Ruth fut complètement aveuglée. Tout devint blanc. Puis noir. Ensuite la foule amassée autour d’elle, applaudissant et riant, commença à réapparaître. Au milieu de tous ces gens souriants, Ruth aperçut soudain un visage sérieux. Cela ne dura qu’un instant. Les flashes reprirent. Nouveau déferlement d’éclairs. Blanc. Noir. Et puis les visages qui redevenaient visibles. Et à nouveau, ces yeux graves qui la fixaient. Stupéfaits. Sombres.
Ruth sentit ses jambes se dérober. Les voix du public se transformèrent en un éclat de rire unique et effrayant surgissant du passé.

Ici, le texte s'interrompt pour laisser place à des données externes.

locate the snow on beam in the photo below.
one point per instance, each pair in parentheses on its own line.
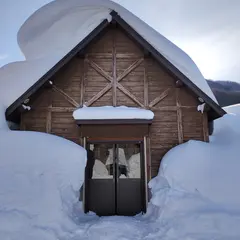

Bill était arrivé de bonne heure à la fête. Il avait garé sa voiture dans l’allée et était entré, un volumineux paquet sous le bras. Il avait été reçu par le maître de maison dans son bureau privé. Il lui avait remis le colis et avait empoché sept mille dollars en liquide. Puis, en compagnie de son hôte, il avait ouvert le paquet et s’était fait une ligne de cocaïne. Il ne savait plus à combien il en était aujourd’hui. Être parmi toutes ces personnes importantes le rendait nerveux. Il avait déjà vidé une de ses fioles personnelles avant d’arriver et ne s’était pas arrêté là. Avec un peu de cocaïne, il serait plus à l’aise, s’était-il dit. Et en effet, il ne se s’était pas senti déplacé tant qu’il plaisantait avec le maître de maison. Mais la situation avait changé quand l’épouse était arrivée, une jeune femme d’une trentaine d’années qui avait tourné dans deux petits films avant de se marier avec ce millionnaire. Elle n’avait même pas salué Bill. Elle avait regardé la cocaïne, s’était emparée d’une fiole qu’elle avait glissée dans son sac du soir, et puis s’était adressée à son mari : « Ce monsieur a l’intention de rester ? » avait-elle demandé. Son époux l’avait prise par le bras et accompagnée en douceur vers la porte du bureau. « Personne ne le remarquera » lui avait-il répondu à voix basse. « Avec un costume blanc et cette horrible chemise rouge ? » avait insisté la femme. « Il y aura tellement de types dans son genre… » avait répliqué le mari, parlant encore plus doucement. Mais pas assez bas pour que Bill n’entende pas. Quand la cocaïne circulait dans ses veines, Bill entendait tout. Et il voyait tout. Voilà pourquoi il était certain d’être invincible. Mais soudain, il avait réalisé qu’il était en nage et qu’il avait un désir irrésistible de se faire une autre ligne.